Speaking of people who like to beef, there are lots of mean folks in Hawai’i, and plenty of nice ones too. I was a weird kid like Lilo so I got bullied by my own people, and most of my friends were other introverted nerds of various backgrounds, all of us united by our fondness for numbers and our sensibilities derived from the local mishmosh of cultures, like cleaning up your trash when you go to the beach. I have quite a few people in my life who aren’t Polynesian at all but spent enough time living there to develop those kinds of sensibilities, so we share that bond, growing up watching anime alongside Disney and having super diverse classmates, and lots more familiarity with Asian culture than the average mainland kid. 

It makes me slightly askew in a lot of cultural discussions, because no, I didn’t grow up with the same standards as people growing up in North America. Most people my age lived in a world with far more racial and cultural segregation. I grew up where the prejudices and the colonizing attitudes worked differently. Some of my classmates were actually forbidden by law from speaking the Hawaiian language, which is why the Kamehameha School was such a big deal. 

But my mom wanted to be Indiana Jones, so yeah. I’m adjacent. Sometimes I try to advocate or educate, as part of the responsibility I feel for growing up there. 

I’m Schroedinger-y with respect to other identities too. I still identify as asexual, which puts me in the queer section, except I’m the kind who isn’t interested in queer sex, which isn’t a big part of the queer community, which is already small. I'm adjacent to it though and have had some amazing queer friends throughout my life, and I tend to stick up for them. 

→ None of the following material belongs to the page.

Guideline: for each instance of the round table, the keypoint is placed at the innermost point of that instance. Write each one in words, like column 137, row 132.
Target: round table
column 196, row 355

I’m Schrodinger’s neurodivergent too. I went through a period of identifying as autistic, but these days I am more inclined to say I have a few autistic traits and am generally familiar with autism and other forms of neurodivergence. The only one that’s been documented is “gifted” and I see no point in paying perfectly good money to determine whether I’m officially on one side of a border that seems to fluctuate a lot. And gifted is a form of neurodivergence, and I share the experience of weird cognition with my fellow NDs, so I'm proudly adjacent there too.

I just wasn’t built for the identity politics era, personally. Too amorphous and nebulous, but that doesn’t mean I can’t be supportive and occasionally educational or entertaining.